Perhaps my sharing is all too transparent for those of you who do not have physical struggles? For the rest of us I hope this is read as a means of helping you understand some of the ways I get through these times. I know full well that God is no respecter of persons and ways He has touched me He can touch you with also. (Acts 10:34)
In this chapter of Laird’s book he is describing how a woman learned to struggle beyond her depression. He wrote
The fourteenth-century anonymous English author of The Cloud of Unknowing suggests that instead of pushing away or clinging to thoughts and images that appear in our awareness, whether distracting or attracting, we should simply “look over their shoulder.” This ingeniously playful advice requires a serious and cultivated inner awareness. …We have to meet distractions with stillness instead of commentary. This implies not only do we allow distractions to be present but we also allow them to help us steady our gaze as we “look over their shoulders, as it were, searching for something else.”
This flowing vastness of simple awareness, what St. Hesychios calls ‘the sun rising in the heart,’ is untouched by depression just as it is untouched by time, by age, by pain, fear, anger or greed, or by anything else – though simple awareness is never separate from any of these any more than a spoke of a wheel is separated from its hub. The spoke is not the hub, yet the hub centers all the spokes.
Laird goes on to teach that although this is harder to do than to write about, there comes about a stillness that is from the simple awareness. We are to gaze into that stillness.
Yes, I have the constant pillars of pain and fatigue in my life. They do not, however, need to be the constant focus of my attention. Though I may feel ground to powder, I can look over the shoulders of those two life ingredients and find the vastness of simple awareness. Awareness that ‘there is always something to be thankful for!” When I am especially having difficulty it can be helpful to allow myself some self-pity, but only for about 5 minutes. Beyond that is NOT helpful. Sitting in silence, not trying to add words to the situation, but observe it, allow it and to look ‘over its shoulders’ that is most helpful to me. I do not always accomplish this, do not pull it off every single time. But the sooner I return to this practice the better off I am.
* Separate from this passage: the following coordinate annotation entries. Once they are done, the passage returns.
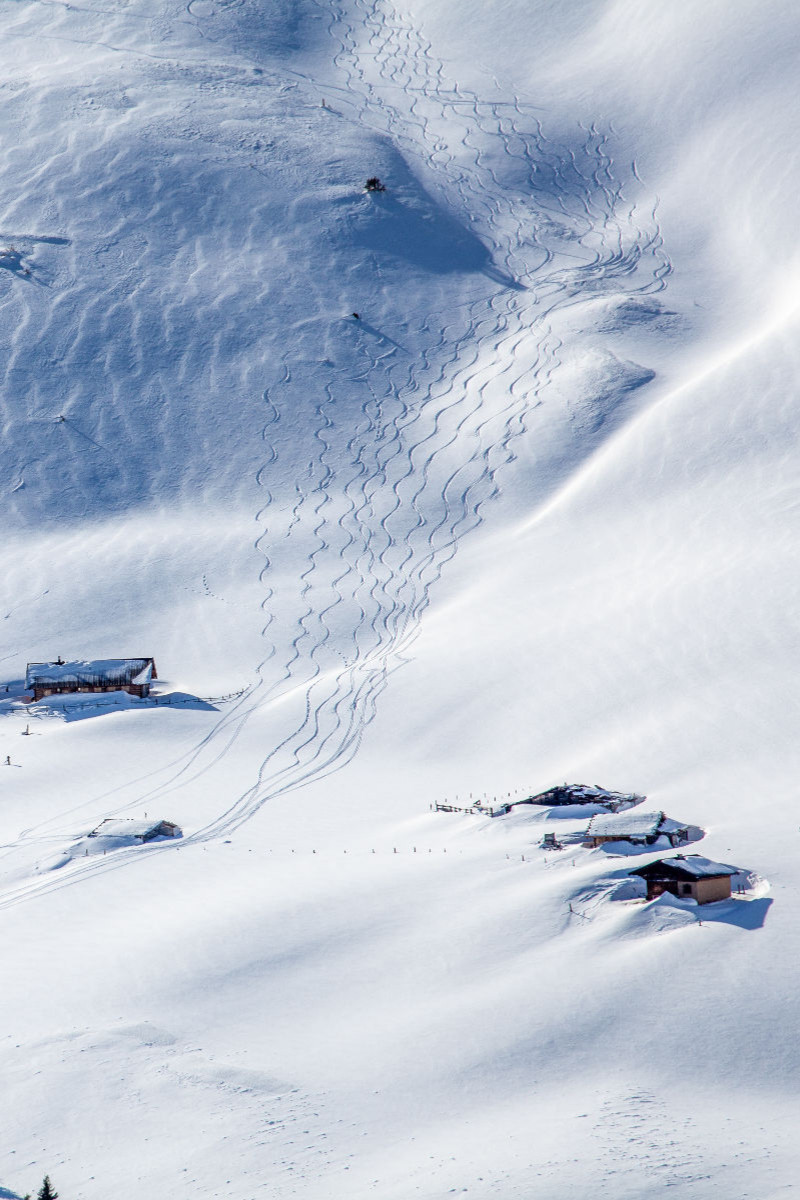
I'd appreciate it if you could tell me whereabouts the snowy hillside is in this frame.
[0,0,800,1200]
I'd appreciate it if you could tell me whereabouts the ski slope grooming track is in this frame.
[0,0,672,895]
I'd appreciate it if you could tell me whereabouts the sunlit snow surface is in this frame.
[0,0,800,1200]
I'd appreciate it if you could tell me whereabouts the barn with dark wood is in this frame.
[631,854,739,904]
[89,817,182,841]
[25,658,158,701]
[520,784,646,812]
[583,809,702,847]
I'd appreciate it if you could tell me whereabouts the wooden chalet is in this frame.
[520,784,646,812]
[89,817,182,841]
[583,809,699,847]
[630,854,739,904]
[25,656,158,701]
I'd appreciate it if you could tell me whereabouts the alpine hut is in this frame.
[520,784,646,812]
[25,656,158,701]
[583,809,700,847]
[630,854,739,904]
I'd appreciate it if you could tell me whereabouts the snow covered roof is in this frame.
[587,811,666,838]
[528,784,644,804]
[89,817,176,838]
[25,659,155,688]
[631,854,739,880]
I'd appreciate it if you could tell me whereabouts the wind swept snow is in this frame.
[0,0,800,1200]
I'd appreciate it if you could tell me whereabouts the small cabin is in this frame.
[583,810,700,848]
[520,784,646,812]
[25,655,158,701]
[89,817,184,841]
[630,854,739,904]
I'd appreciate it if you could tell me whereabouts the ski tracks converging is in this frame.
[190,0,670,838]
[0,0,672,899]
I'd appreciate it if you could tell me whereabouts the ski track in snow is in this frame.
[0,0,672,906]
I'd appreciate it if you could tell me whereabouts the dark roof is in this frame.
[527,784,644,804]
[630,854,739,880]
[25,659,157,688]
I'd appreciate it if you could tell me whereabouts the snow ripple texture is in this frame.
[0,0,670,839]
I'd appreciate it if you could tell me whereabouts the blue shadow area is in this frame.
[697,896,772,929]
[342,142,522,290]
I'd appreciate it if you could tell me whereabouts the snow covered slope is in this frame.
[0,0,800,1200]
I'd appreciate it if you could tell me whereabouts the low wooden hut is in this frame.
[89,817,182,841]
[520,784,646,812]
[583,809,700,847]
[25,656,158,701]
[630,854,739,904]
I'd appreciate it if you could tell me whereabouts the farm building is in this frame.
[25,658,158,701]
[631,854,739,904]
[583,810,702,847]
[520,784,646,812]
[89,817,182,841]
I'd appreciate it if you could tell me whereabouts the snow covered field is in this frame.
[0,0,800,1200]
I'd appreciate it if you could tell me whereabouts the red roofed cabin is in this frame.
[25,658,158,701]
[631,854,739,904]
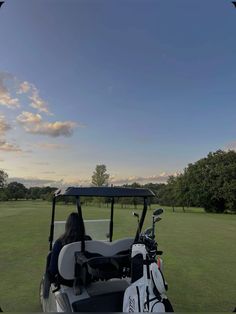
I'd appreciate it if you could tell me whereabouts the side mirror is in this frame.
[153,208,164,216]
[144,228,152,237]
[133,212,139,219]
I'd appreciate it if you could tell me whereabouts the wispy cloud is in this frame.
[16,111,42,124]
[0,115,11,135]
[0,140,22,152]
[24,121,76,137]
[35,143,68,150]
[16,111,78,137]
[33,161,50,166]
[8,177,62,188]
[110,172,177,184]
[0,73,20,109]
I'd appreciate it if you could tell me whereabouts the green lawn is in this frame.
[0,201,236,312]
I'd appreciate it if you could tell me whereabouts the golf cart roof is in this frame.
[54,187,155,197]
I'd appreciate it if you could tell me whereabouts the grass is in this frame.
[0,201,236,312]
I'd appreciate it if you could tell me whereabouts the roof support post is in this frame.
[75,196,85,252]
[109,197,115,242]
[134,196,148,242]
[48,197,56,251]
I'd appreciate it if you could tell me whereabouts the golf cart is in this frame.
[40,187,171,312]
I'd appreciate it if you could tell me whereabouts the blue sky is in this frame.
[0,0,236,185]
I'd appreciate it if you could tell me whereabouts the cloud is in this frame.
[110,172,177,185]
[35,143,67,150]
[0,73,20,109]
[33,161,50,166]
[17,111,77,137]
[7,177,62,188]
[0,115,11,135]
[16,111,42,124]
[0,140,22,152]
[24,121,76,137]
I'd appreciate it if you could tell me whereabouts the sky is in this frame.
[0,0,236,186]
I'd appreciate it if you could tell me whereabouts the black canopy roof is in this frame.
[54,187,155,197]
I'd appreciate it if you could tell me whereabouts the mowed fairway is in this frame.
[0,201,236,312]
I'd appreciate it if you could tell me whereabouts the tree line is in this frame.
[0,150,236,213]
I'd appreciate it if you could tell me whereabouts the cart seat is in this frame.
[58,238,134,280]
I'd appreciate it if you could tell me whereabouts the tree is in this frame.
[92,165,109,186]
[0,170,8,188]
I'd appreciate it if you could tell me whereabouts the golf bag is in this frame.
[123,244,173,312]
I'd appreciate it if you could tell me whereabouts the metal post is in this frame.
[76,196,85,252]
[109,197,115,242]
[48,196,56,251]
[134,196,148,242]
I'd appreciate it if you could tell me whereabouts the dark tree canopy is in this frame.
[0,170,8,188]
[160,150,236,213]
[92,165,109,186]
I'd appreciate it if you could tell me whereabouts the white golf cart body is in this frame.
[40,187,154,312]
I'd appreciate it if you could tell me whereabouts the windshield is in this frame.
[53,219,110,242]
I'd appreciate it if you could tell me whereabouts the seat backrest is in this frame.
[58,238,134,280]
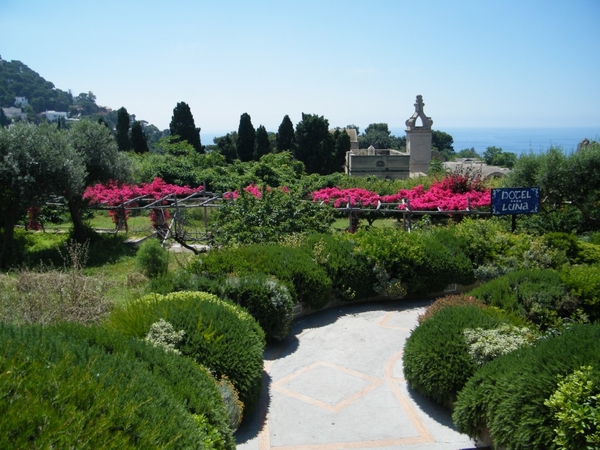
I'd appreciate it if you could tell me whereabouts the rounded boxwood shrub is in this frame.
[106,292,265,411]
[50,320,235,449]
[135,238,169,278]
[403,306,508,405]
[221,273,294,340]
[452,323,600,450]
[469,269,580,329]
[560,264,600,320]
[0,324,214,449]
[189,244,333,309]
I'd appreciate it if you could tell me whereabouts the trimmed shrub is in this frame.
[0,324,219,449]
[560,264,600,320]
[544,366,600,450]
[189,244,332,309]
[221,273,294,340]
[403,306,508,405]
[464,324,535,366]
[469,270,579,329]
[417,294,486,324]
[50,321,235,449]
[219,376,244,431]
[301,234,377,301]
[452,323,600,450]
[106,292,265,411]
[135,238,169,278]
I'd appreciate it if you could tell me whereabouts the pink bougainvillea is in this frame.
[83,178,204,226]
[312,174,491,211]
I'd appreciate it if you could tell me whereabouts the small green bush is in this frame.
[219,376,244,431]
[135,238,169,278]
[189,244,332,309]
[417,294,486,324]
[403,306,508,405]
[50,321,235,449]
[544,366,600,450]
[452,323,600,450]
[560,264,600,320]
[0,324,219,449]
[106,292,265,411]
[464,324,535,366]
[469,269,579,329]
[221,273,294,340]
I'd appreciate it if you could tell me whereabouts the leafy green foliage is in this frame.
[560,264,600,320]
[0,325,220,449]
[544,366,600,450]
[169,102,204,153]
[189,244,332,309]
[107,292,265,411]
[221,273,294,340]
[213,189,333,244]
[300,234,376,300]
[236,113,256,162]
[402,306,508,405]
[135,238,169,278]
[470,270,580,329]
[452,323,600,450]
[464,324,534,366]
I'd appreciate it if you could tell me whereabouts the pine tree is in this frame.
[117,106,131,151]
[237,113,256,162]
[131,120,150,153]
[169,102,204,153]
[277,114,295,152]
[254,125,271,161]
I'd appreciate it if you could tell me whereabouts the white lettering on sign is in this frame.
[502,191,531,200]
[502,203,529,212]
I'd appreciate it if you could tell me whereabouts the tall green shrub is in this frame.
[470,269,579,329]
[135,239,169,278]
[221,273,294,340]
[403,306,508,405]
[452,323,600,450]
[0,325,218,449]
[106,292,265,411]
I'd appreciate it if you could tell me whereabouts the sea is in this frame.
[200,124,600,155]
[394,124,600,155]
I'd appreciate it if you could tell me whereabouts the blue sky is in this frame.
[0,0,600,137]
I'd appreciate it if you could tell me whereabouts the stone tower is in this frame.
[406,95,433,173]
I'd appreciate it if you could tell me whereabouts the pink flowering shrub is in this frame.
[312,174,491,211]
[83,178,203,227]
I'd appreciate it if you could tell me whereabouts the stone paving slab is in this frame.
[236,302,476,450]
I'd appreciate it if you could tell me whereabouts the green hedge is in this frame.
[0,324,218,449]
[50,323,235,448]
[106,292,265,412]
[452,323,600,450]
[221,273,294,340]
[189,244,332,309]
[469,269,580,329]
[402,306,508,405]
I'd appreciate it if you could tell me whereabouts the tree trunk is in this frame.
[0,208,17,269]
[69,196,88,244]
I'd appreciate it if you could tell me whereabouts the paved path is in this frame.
[236,302,476,450]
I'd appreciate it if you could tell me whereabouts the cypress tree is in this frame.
[117,106,131,151]
[254,125,271,161]
[237,113,256,162]
[131,120,150,153]
[277,114,295,152]
[169,102,204,153]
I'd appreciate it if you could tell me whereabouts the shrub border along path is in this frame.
[236,300,475,450]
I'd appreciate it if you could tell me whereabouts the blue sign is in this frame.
[492,188,540,215]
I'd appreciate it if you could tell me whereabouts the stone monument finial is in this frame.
[405,95,433,130]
Just as the deer walks the forest in the same pattern regularly, yet does not wear a path like humans seem to, we are called to follow this ‘pathless path of prayer.’ The photo in the opening reminds me of this.
The stillness that come from simple awareness. Certainly a pearl of great price to seek after.
“Again, the kingdom of heaven is like a merchant looking for fine pearls. 46 When he found one of great value, he went away and sold everything he had and bought it. Matthew 13:45-46
May your heart rest in this Jesus, a simple awareness of the goodness of life, regardless of your struggle.